Fatima was a senior manager at her old company, but she’ll have to do her own laundry at this start-up.
Recently, it has become trendy to leave cushy jobs in the corporate world to join start-up companies. Talented employees dream of joining an innovative company, with hopes of doing quite well and becoming rich when they can trade in their stock options. A typical trade-off is they may have to do many things they might not have done at a previous employer. Doing your own laundry means doing trivial tasks.
Alice, I can meet you at 2 pm. I’m meeting with the Brady Bunch before that.

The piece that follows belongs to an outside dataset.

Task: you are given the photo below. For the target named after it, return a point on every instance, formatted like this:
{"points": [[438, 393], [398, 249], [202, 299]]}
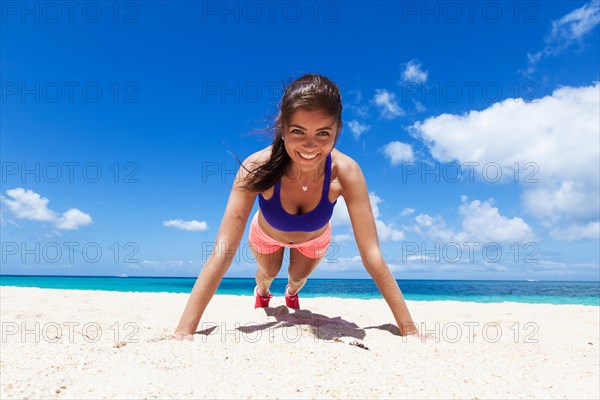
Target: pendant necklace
{"points": [[305, 188]]}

Meeting with the Brady Bunch implies you’ll be in a video conference. The origin of the term Brady Bunch comes from a U.S. 1970s television sitcom that featured a family of eight. The show’s opening displayed the characters in a gallery view similar to the gallery view of Zoom™ or Teams™. A similar term, Hollywood Squares, references a 1970s TV game show in which the celebrity players were similarly seated.
The company’s new advertising campaign was a catastrophic failure. Heads will roll!
These days, the phrase heads will roll means that one or more employees will be held accountable, demoted, and possibly fired. Historically, the term had a much more literal meaning. Many people assume that early use references beheading traitors or political prisoners during the French Revolution of the 1700s or the English Tutor monarchy. (Phrasefinder.org). However, references found in print are only fairly modern. The earliest of which cites Adolph Hitler. My opinion is that the English king, Henry VIII, probably favored the term. Sources state he executed 57,000 people during his 36-year reign, of which 2 were his wives.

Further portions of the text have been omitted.